Every Franco-German tech project died in a fight over ownership. This one has nothing to own.
Every Franco-German tech project dies the same way. This one can't.
For twenty years the plan never changed: build a European champion to beat the Americans. Every time, Paris and Berlin fought over who would own it until it collapsed. This time they are building nothing.
On June 17 in Paris, the German and French digital ministers signed a joint definition of digital sovereignty and relaunched a dormant joint body, the Franco-German Forum for the Future, to carry it out.
Behind it sits one number. Europe spends an estimated 264 billion euros a year on technology it does not control, most of it American.
I read the official statements, the definition, and the record of past attempts, because the details that matter usually aren't in the headlines. My first reaction was skeptical: not another grand initiative built to fail.
The skepticism is earned.
Quaero, the 2005 answer to Google, split in two and burned nearly 400 million euros without a product.
Gaia-X, the 2020 sovereign cloud, let the American giants it was built to replace in through the front door, then dissolved into committees while they grew from a quarter of the European market to two thirds.
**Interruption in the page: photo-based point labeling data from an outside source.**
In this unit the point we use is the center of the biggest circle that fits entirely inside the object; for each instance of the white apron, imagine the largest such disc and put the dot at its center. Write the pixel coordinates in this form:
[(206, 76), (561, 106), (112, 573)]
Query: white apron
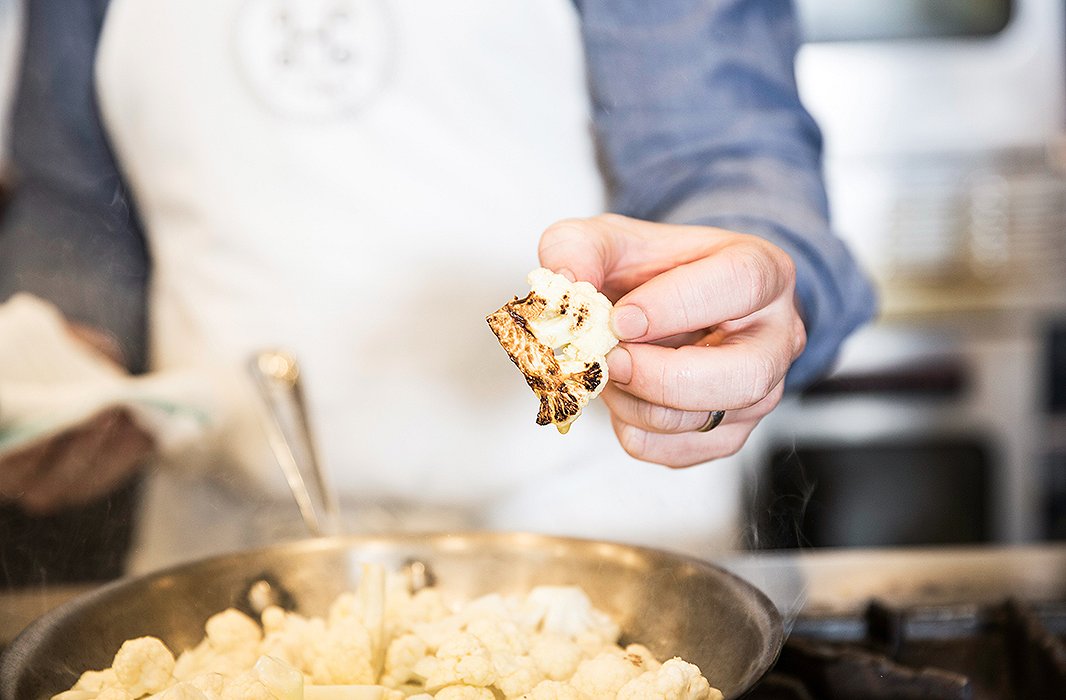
[(361, 182)]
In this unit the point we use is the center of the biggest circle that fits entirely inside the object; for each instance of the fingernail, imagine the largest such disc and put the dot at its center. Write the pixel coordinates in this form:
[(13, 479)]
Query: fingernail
[(629, 322), (619, 364)]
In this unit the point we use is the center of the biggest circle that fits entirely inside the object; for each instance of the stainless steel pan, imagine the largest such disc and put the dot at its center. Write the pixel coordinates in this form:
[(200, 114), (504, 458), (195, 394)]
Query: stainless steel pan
[(674, 604)]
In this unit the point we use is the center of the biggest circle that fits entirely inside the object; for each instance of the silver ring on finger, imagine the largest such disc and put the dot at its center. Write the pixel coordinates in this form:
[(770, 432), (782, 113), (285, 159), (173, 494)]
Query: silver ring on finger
[(713, 419)]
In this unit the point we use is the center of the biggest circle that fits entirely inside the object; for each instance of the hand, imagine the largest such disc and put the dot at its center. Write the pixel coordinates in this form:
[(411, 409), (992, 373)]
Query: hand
[(709, 323), (81, 464)]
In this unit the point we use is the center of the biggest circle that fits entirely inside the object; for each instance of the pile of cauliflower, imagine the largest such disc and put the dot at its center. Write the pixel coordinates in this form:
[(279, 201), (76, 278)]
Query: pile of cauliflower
[(383, 641)]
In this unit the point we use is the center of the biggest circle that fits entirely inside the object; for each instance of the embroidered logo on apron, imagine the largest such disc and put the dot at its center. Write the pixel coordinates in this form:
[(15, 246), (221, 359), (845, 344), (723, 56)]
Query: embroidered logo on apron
[(317, 60)]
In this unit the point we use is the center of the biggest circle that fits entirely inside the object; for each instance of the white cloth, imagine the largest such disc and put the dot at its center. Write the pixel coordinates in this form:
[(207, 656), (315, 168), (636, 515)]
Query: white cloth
[(50, 381), (361, 182)]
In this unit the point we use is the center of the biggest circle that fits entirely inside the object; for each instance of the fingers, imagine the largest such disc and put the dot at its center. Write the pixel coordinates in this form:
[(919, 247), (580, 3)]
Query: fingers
[(739, 372), (665, 436), (668, 279), (742, 277)]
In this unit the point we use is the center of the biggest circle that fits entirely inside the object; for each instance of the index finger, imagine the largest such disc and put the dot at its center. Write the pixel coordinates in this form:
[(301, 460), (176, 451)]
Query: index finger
[(738, 279)]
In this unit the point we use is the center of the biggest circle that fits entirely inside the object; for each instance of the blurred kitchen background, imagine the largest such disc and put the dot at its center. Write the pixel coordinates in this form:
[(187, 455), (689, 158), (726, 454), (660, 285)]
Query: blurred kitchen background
[(946, 158), (946, 421)]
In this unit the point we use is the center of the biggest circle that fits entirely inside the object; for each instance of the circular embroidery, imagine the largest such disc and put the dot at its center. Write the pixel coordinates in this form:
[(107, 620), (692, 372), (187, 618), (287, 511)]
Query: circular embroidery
[(315, 59)]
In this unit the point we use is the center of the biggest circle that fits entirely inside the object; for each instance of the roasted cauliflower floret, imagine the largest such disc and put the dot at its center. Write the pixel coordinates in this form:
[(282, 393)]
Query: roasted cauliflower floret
[(559, 336), (143, 666), (675, 680)]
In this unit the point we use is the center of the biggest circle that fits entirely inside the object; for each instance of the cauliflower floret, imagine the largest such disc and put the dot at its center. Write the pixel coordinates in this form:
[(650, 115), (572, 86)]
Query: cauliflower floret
[(515, 674), (344, 655), (403, 654), (556, 655), (554, 690), (143, 666), (246, 686), (604, 674), (183, 690), (559, 336), (210, 684), (567, 611), (230, 647), (464, 693), (676, 680), (290, 636), (97, 681), (462, 660), (641, 655)]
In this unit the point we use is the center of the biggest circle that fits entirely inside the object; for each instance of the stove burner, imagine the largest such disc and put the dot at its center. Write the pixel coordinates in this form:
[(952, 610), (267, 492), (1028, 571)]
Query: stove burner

Same two countries. Same ending.
The killer was always the same. Dassault against Airbus over a fighter jet. French cloud against German software. Each turned into a subsidy fight, and the fight killed the project.
This time there is nothing to own. France and Germany are not building a champion. They are writing the rules for what the state is allowed to buy: where your data sits, whether a foreign government can reach it, whether the source code is open. Meet the rules and you qualify. An Estonian cloud provider qualifies on the same terms as SAP. No champion to divide means nothing to fight over.
Then it stops being a two-country story. Two weeks earlier, the European Commission unveiled its own tech sovereignty package, built on the same idea: public money should buy public code. The Franco-German deal is not running alongside that law; it is the engine feeding it. Once these rules become EU procurement standards, they bind all 27 members, not two.
That is why rules scale where champions never could. You do not need 27 countries to agree on a winner, only on the rules. The state stops being the architect of European tech and becomes its largest customer, with standards. That is something 27 governments can hold together.
The catch: rules only matter if the buying follows them. Europe spends that 264 billion every year regardless. Keep waving through the cheapest, most familiar option, and this stays a well-written document. Tie the budgets to the criteria, and it is the first real leverage Europe has had in a decade.
So the question was never whether France and Germany can agree. For once, they have. It is whether Europe will spend like it means it, and the same test waits in your own budget: are your dependencies a decision, or a habit you stopped noticing?